# Example 3: Optimized hyperparameters

In this example, we optimize the period and variance of the GP prior using the evidence lower bound.

Neuron `r2405_051216b_cell1816` was recorded by Dr. Marius Bauza and the Krupic lab; They have kindly shared this data to evaluate these GP methods. Please cite their work as

> Krupic J, Bauza M, Burton S, O’Keefe J. Local transformations of the hippocampal cognitive map. Science. 2018 Mar 9;359(6380):1143-6.

## Grid search to find kernel hyperparameters with best evidence lower-bound

In [None]:
import sys
sys.path.append('../')
from lgcpspatial.loaddata        import Dataset
from lgcpspatial.hyperparameters import gridsearch_optimize

# Load a dataset
L       = 128 # Grid size for position bins
datadir = '../example data/'
dataset = 'r2405_051216b_cell1816.mat'
data    = Dataset.from_file(datadir+dataset).prepare(L,doplot=False)

result = gridsearch_optimize(data)
bestindex,bestpars,bestresult,allresults,pargrid = result

[100,99](2.43e+01,1.05e+00) loss=-9.533342e+033

## The heuristic parameters were close to optimal in this case

***Note:*** Since each time-sample adds independent information, it is helpful to normalize the evidence lower bound (ELBO). By default, `coordinate_descent` returns the negative ELBO (sometimes called the variational free energy) in units of nats-per-dataset. We can convert this to a more useful bits-per-second by:

1. Dividing by the total number of time samples, giving nats per sample
2. Multiply by `log2(e)` to convert to bits per sample
3. Multiplying by samples/second to get bits per second

This (negative) ELBO is also missing a $\ln(y!) = \ln\Gamma(y+1)$ term from the Poisson negative log-likelihood.
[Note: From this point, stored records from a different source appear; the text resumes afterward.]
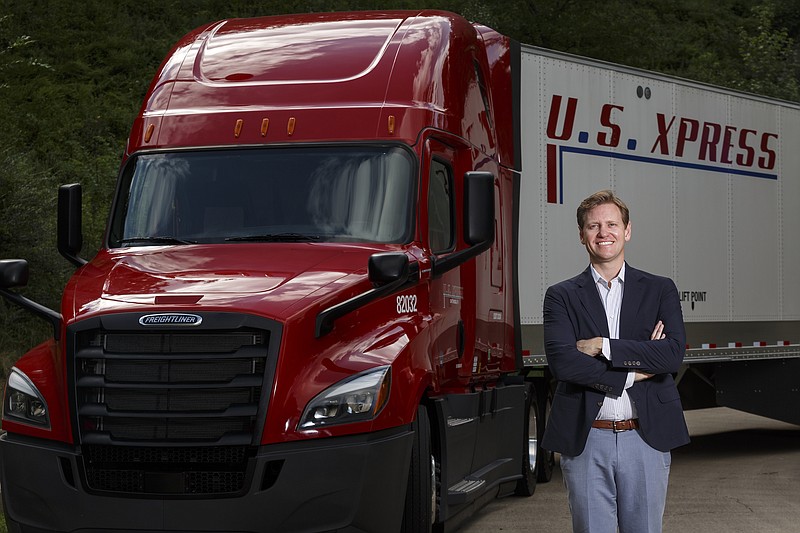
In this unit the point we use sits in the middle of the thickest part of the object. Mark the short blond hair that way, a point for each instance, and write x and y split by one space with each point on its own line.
599 198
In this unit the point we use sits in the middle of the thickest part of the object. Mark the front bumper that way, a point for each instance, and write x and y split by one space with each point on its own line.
346 484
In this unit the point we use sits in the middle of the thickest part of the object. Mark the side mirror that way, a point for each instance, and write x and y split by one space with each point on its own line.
478 207
13 273
387 267
70 235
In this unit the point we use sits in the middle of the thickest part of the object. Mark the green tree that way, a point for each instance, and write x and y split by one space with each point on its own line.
769 57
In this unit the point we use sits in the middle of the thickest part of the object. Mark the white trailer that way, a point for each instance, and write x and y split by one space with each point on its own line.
712 178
This doesn't affect state or hyperparameter optimization, but it's good to add it back for completeness.

In [None]:
from lgcpspatial.lgcp2d import DiagonalFourierLowrank
from lgcpspatial.lgcp2d import coordinate_descent
from lgcpspatial.lgcp2d import lgcpregress
from scipy.special      import loggamma as lnΓ
from lgcpspatial.plot   import *

mask,mz = data.arena.mask,data.prior_mean
y,N     = data.y,data.n
Fs      = 50 # Hz

inbitspers = log2(e)*Fs
correction = average(lnΓ(data.y+1),weights=data.n)
totaltime  = sum(N)

def to_bps(vfe):
    '''
    The DiagonalFourierLowrank class returns the
    variational free energy in units of nats per dataset,
    with the constant contribution from the spikes
    removed. 
    This converts our result back to bits per spike,
    adding back this constant contribution.
    '''
    return -inbitspers*(vfe/totaltime+correction)
    
# Heuristic kernel parameters
P  = data.P
kv = data.prior_variance

P_use  = P*2
v0_use = kv
result = lgcpregress(data,v0_use,P_use)
inference_summary_plot(
    result,
    ftitle='%s: Bad parameters, ELBO=%0.3f bits/second'%\
    (dataset,to_bps(result.loss)))
show()

P_use  = P
v0_use = kv
result = lgcpregress(data,v0_use,P_use)
inference_summary_plot(
    result,
    ftitle='%s: Heuristic parameters, ELBO=%0.3f bits/second'%\
    (dataset,to_bps(result.loss)))
show()

P_use  = bestpars[0]
v0_use = kv/bestpars[1]
result = lgcpregress(data,v0_use,P_use)
inference_summary_plot(
    result,
    ftitle='%s: Optimised parameters, ELBO=%0.3f bits/second'%\
    (dataset,to_bps(result.loss)))
show()

print(P_use)
print(v0_use)